Algebraic-Programming / pytorch-hccl-tests

Other
3 stars 0 forks source link

Add backend-agnostic correctness test, particularly for async ops #10

Open learning-chip opened 1 year ago

learning-chip commented 1 year ago

Asynchronous/non-blocking communications are among the most critical optimizations in large model training, but they are prone to error. For example, batch_isend_irecv results in wrong data with NCCL backend until fixed in torch 1.13; same operation does not even run with current version of HCCL backend.

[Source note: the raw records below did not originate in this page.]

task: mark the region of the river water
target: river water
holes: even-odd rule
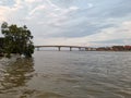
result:
[[[131,52],[35,51],[0,59],[0,98],[131,98]]]

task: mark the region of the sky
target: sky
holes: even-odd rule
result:
[[[131,45],[131,0],[0,0],[3,22],[26,25],[35,45]]]

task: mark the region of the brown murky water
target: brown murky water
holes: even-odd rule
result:
[[[0,59],[0,98],[131,98],[131,52],[36,51]]]

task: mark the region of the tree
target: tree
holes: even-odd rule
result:
[[[32,57],[34,53],[33,36],[26,25],[17,27],[17,25],[8,25],[3,22],[1,25],[1,32],[4,35],[4,53],[10,57],[11,53],[24,54],[25,57]]]

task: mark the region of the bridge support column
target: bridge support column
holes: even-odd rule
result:
[[[37,51],[39,51],[39,48],[37,47]]]
[[[70,51],[72,51],[72,47],[70,47]]]
[[[61,48],[61,47],[58,47],[58,50],[59,50],[59,51],[60,51],[60,48]]]

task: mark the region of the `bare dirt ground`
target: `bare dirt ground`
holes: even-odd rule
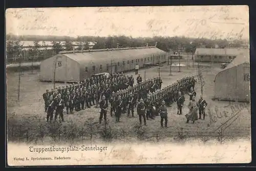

For existing correctness checks, See the assertEqual calls in distributed_test.py of PyTorch main repo -- many tests are NCCL-specific. On the other hand, HCCL backend currently has very limited test coverage -- async ops are not tested at all :(

The unified unit test should assert the same expected behavior under both hccl and nccl backends. This is the major assumption when porting frameworks like Megatron and DeepSpeed to NPU. When the behavior differs, extra adapter logic must be added.

The correctness test suite should be separated from the OSU-style benchmark #8, which focuses on performance numbers. Like torch_comm_test.osu_bench and torch_comm_test.unit_test as two separate namespaces.

learning-chip commented 1 year ago

An example of inadequate check vs proper check: see test_batch_isend_irecv_nccl in 1.11 vs 1.13:

Only 1.13 performs self.assertEqual(recv_tensors[src], expected_tensors[src]), which is what we need here.